We employed the Gaussian RBF kernel and SMO learning function for SVM. A parameter search for the two parameters of the RBF kernel, C and σ, should be performed to ensure the prediction strength of the SVM. We selected the best parameter set by applying a grid search with 10 times 10-fold cross validation to reduce the selection-related bias. We first tried exponentially growing values of C=[2⁻⁹,2⁻⁸, …, 2¹⁵] and σ=[2⁻⁵,2⁻⁴, …, 2¹⁵] to generate a coarse grid. We then performed a finer grid search after identifying a better region on the coarse grid [21]. The best σ and C values obtained from grid search were applied to the whole training data. Training and test data points are centered at their mean, and scaled to have unit standard deviation before training. Mean-centering was performed by subtracting the mean value of each variable from the data, so that all features are centered at zero. Then the data is divided by the standard deviation of features to scale it. This is a necessary preprocessing step because otherwise the objective function of SVM might be dominated by features with have larger variances.

We evaluated our results in terms of their accuracy, sensitivity and specificity. Average classification accuracies for all three tasks for different input types are given in Table 2. We reached 92.9% specificity and 79.5% sensitivity for AD vs NC, 89.4% specificity and 77.0% sensitivity for AD vs MCI classification. Sensitivity and specificity for MCI vs NC classification were 86.2% and 65.7%, respectively. Using all the WM voxels instead of the “average ROI” features increased classification accuracies for AD vs NC and AD vs MCI classifications but had no detectable effect on MCI vs NC classification.

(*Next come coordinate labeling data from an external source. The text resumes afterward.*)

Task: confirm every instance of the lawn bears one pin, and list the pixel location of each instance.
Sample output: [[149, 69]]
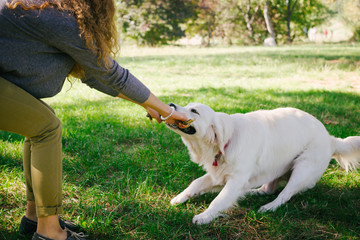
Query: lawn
[[121, 170]]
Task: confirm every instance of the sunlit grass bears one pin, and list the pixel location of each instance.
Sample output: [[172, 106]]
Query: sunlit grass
[[121, 171]]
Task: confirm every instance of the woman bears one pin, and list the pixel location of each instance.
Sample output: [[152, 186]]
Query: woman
[[41, 43]]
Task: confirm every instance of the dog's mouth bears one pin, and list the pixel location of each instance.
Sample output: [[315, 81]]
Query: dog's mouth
[[190, 130]]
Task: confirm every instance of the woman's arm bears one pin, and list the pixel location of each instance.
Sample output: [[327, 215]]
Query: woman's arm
[[155, 107]]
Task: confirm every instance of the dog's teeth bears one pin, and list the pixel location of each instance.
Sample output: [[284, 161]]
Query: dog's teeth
[[185, 124]]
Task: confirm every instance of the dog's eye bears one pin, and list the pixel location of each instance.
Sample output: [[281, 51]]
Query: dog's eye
[[194, 111]]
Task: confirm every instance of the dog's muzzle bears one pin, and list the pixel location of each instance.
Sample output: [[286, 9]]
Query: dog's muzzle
[[188, 130]]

Selecting the most important WM voxels using the ReliefF algorithm improved classification accuracies for all tasks up to 14.9%.

Table 2.

Average classification accuracies with different features

Features/Classes	AD vs NC	AD vs MCI	MCI vs NC
Average ROI	75.45%	72.66%	63.57%
Whole WM	80.76%	73.89%	63.57%
Relieff500	84.24%	82.75%	78.42%
Relieff1000	85.98%	85.26%	77.89%
Relieff1500	87.80%	85.34%	78.48%
Relieff2000	86.89%	85.93%	77.40%
Relieff2500	86.06%	82.63%	75.23%

Receiver Operating Characteristic (ROC) curves for the classification tasks are shown in Fig. 6. The area under the curve (AUC) was 86.0%, 78.3% and 75.8% for AD vs NC, AD vs MCI and MCI vs NC, respectively.

Fig. 6.

ROC curves for (a) AD vs NC, (b) AD vs MCI and (c) MCI vs NC classification.

4. CONCLUSION

Interestingly, our analysis found that after AD is diagnosed, there is no detectable difference between selecting a subset of features or the entire WM, perhaps because so many voxels show a difference. However, when individually comparing NC or AD to the intermediate stage of MCI, detection is greatly improved when there is a focus on selected regions of the brain.